Devis en mains, le prestataire du franchiseur sera peut-être le meilleur : s’il a signé un accord-cadre, ses tarifs peuvent en effet s’avérer très compétitifs. Mais il est hors de question de signer avec lui les yeux fermés : le franchisé doit garder la liberté de confier ses travaux à qui bon lui semble.

Le temps, c’est de l’argent

De dix jours à deux ou trois mois : les délais d’aménagement et d’agencement d’un point de vente sont très variables selon la complexité du concept et l’état du local. Comme dans tout chantier, le franchisé ne doit jamais oublier qu’en matière de travaux, le temps, c’est de l’argent. Parce qu’une journée de travaux, c’est une journée de chiffre d’affaires perdue. Et parce que l’ouverture du magasin doit impérativement respecter son agenda commercial : à quoi bon ouvrir une semaine après Noël, la fête des mères ou, pire encore, la campagne de publicité programmée trois mois plus tôt.
Le respect des délais doit donc être, dans le choix des prestataires, un critère aussi important que la qualité technique et le prix. Pour limiter les risques, il existe deux garde-fous :
- prévoir des pénalités de retard (dont le montant doit être précisément établi dès la signature du devis) ;
- éviter de recourir à trop d’artisans ou faire appel, le cas échéant, à un conducteur de travaux qui, moyennant 7 à 10 % du coût global du chantier, négociera les prix avec les artisans et assumera toutes les conséquences des retards.


Gare aux mauvaises surprises

Quand une enseigne évoque les coûts d’agencement moyen d’un point de vente, elle se réfère à des locaux en bon état, dont la « coque » est saine et requiert peu ou pas de travaux de gros œuvre. Si des travaux de maçonnerie, mais aussi de plomberie ou d’électricité doivent être entrepris, la facture peut augmenter de façon considérable et représenter plus du double de la fourchette moyenne des franchisés.

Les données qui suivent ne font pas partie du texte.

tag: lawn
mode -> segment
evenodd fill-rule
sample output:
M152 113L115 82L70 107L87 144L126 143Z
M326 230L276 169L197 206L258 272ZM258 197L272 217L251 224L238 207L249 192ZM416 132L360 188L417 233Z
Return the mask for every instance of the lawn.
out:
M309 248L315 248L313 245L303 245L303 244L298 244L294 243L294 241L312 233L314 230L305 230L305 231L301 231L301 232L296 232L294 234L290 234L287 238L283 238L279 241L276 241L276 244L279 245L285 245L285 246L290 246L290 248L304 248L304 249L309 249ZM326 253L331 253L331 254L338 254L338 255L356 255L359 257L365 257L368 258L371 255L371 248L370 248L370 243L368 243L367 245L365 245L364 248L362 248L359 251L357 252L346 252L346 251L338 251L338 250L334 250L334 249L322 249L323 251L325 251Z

Des contraintes administratives

L’aménagement d’un point de vente est soumis à des contraintes administratives non négociables. Tout chantier doit ainsi faire l’objet d’une déclaration de travaux déposé en mairie : l’administration est particulièrement attentive aux normes de sécurité (anti-incendie, par exemple) et à l’accessibilité aux personnes handicapées. Ainsi, à partir de 2012, tout magasin devra pouvoir accueillir des fauteuils roulants : rampe d’accès et espaces de circulations d’au moins 140 cm (contre 90 cm aujourd’hui) seront obligatoires.
A noter : dans les quartiers historiques, les Architectes des bâtiments de France peuvent être très exigeants quant à la qualité et à la sobriété de la vitrine et de l’enseigne.